May 31, 2007

Thoughts on Google Maps Street Level Photos ("Street View") and Privacy

Update (August 16, 2007): Would you believe that something very much like Google Maps "Street View" existed in 1907? Well, there are some remarkable similarities given the technology of the time, for sure. Take a look!

Greetings. The New York Times noted today that Google Maps is now displaying street level photos ("Street View") for some locations in some areas -- the list of which is sure to be expanding rapidly.

I've been asked what I thought about the privacy implications of this -- some people seem to be pretty upset.

I started noticing this feature on various Google Map searches around here in L.A. some time ago. It's certainly handy for getting a feel for what an unfamiliar place looks like before heading on over.

Given the static nature of the images, which currently are unlikely to be updated very frequently, I do not see a big privacy risk at the moment. Real estate companies are constantly snapping photos of houses in many areas for their databases -- though obviously these are not public in the way Google Maps now is. In my neck of L.A., I've seen film camera trucks bristling with lenses plowing up and down the streets shooting movie backgrounds.

In general, such photography from a public point (street, sidewalk, etc.) is legal -- though there are exceptions that can come into play for purposeful harassment and in other special cases.

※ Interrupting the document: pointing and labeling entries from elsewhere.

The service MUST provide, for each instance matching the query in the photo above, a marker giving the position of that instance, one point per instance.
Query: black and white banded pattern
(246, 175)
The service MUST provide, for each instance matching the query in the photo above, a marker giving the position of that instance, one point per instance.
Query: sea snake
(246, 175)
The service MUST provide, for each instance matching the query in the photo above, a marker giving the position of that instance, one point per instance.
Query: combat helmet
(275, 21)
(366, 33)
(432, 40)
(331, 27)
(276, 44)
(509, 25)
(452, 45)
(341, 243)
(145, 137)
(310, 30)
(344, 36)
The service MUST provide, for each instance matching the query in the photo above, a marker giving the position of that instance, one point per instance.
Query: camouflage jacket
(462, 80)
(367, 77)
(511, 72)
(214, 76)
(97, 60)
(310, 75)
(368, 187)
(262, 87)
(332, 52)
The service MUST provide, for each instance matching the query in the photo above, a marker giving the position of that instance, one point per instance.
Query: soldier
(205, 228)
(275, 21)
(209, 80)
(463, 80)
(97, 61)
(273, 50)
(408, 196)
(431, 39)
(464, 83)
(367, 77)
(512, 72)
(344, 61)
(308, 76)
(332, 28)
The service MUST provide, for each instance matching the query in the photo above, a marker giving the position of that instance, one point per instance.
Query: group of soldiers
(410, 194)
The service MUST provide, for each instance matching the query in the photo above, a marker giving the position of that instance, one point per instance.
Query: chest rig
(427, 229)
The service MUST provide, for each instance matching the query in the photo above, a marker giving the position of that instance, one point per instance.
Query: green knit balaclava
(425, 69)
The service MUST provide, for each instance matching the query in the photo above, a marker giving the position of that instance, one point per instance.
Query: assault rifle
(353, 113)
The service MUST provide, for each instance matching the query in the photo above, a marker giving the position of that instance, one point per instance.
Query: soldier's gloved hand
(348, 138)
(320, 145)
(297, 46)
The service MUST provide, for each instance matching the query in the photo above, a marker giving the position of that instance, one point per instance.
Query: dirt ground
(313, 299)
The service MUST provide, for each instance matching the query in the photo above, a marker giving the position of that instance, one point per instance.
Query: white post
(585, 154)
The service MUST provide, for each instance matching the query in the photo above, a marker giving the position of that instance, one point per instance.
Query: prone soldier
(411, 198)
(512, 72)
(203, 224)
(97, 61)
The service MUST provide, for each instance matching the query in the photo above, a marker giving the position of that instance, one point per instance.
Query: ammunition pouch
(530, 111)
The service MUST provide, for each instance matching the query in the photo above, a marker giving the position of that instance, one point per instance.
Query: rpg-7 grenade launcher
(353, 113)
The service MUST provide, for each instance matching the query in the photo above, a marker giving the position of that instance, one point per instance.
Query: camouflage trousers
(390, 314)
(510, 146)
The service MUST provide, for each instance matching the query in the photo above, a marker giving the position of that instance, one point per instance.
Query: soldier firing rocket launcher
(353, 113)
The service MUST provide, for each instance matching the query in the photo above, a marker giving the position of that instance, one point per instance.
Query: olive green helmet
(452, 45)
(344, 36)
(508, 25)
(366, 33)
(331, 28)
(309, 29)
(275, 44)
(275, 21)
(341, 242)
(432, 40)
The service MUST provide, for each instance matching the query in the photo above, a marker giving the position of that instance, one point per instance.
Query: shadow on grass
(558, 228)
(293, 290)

However, it is possible to imagine possible situations where this feature of Google Maps could cause problems, and even potential risks for Google, depending on how Google chooses to manage the service.

So long as the images being used by Google Maps are from authenticated sources and are relatively infrequently updated, the privacy risks stay low for most locales. This isn't to say that various government agencies won't go berserk over particular images anyway -- given the ease with which you can get hassled by police these days for taking a photo of the local freeway overpass -- but by and large that won't happen for shots of most locations, to be sure.

However if Google decided to allow users to submit their own more frequently updated photos of locations, either for the official Google Maps database or through public "mashups" that link such photos to the mapping database, the situation becomes more problematic. Not only could much more frequently updated photos cross the line into real privacy violations, but the risk of photoshopped photos being submitted or used that show faked imagery would seem a real possibility. You can use your own imagination about the range of ways in which such fakes could be manipulated to attract attention, harass, or mislead.

Now, I have absolutely no indication that Google has any intention of permitting such "self-submitted" location photos scenarios. In fact, Google does have a link with which you can report "inappropriate" photos for possible removal, though if photos were faked, figuring out what was really inappropriate in different situations could get rather complex. In any case, all I'm saying here is that so long as Google Maps is using authentic photos on a reasonably infrequent update interval, the privacy risks remain relatively low in the vast majority of cases.

A bigger risk to the service might loom in the future though. I can't count the number of times I've gotten queries from people that amount to: "My neighbor has a camera pointed at my house -- who can I report him to? I feel like my children are at risk," etc. In almost all of these cases, my response is that so long as someone is taking photos from public spaces or their own property, and isn't making a special effort to see things they couldn't otherwise normally see, such photography or video is usually permitted. That answer seems to infuriate many people.

This seems to suggest -- given the post-9/11 mentality -- that it is not impossible to imagine laws that could be written specifically to restrict the use of such street level photos, ostensibly on personal security and privacy grounds. If Google Maps were painted as a major privacy problem -- which again is an opinion I don't subscribe to, but that some others already do -- this could act as a catalyst toward the enactment of such legislation. This would be very unfortunate in the absence of genuine, major privacy concerns of a sort that do not currently exist in the Google Maps context, and that might not ever exist there if Google and its competitors use due care.

I only bring up this sort of possibility as did the "Ghost of Christmas Yet to Come" -- not as something that Will Be, but as something that Might Be -- a cautionary thought experiment, as it were.

So, bottom line -- for now the Google Maps street level photos provide a useful service and should not raise significant privacy concerns, except for a tiny percentage of photos, and they can be easily expunged. Whether this benign situation will remain the case depends upon Google's decisions regarding the service moving forward.

The late Allen Funt would probably have been amused, anyway.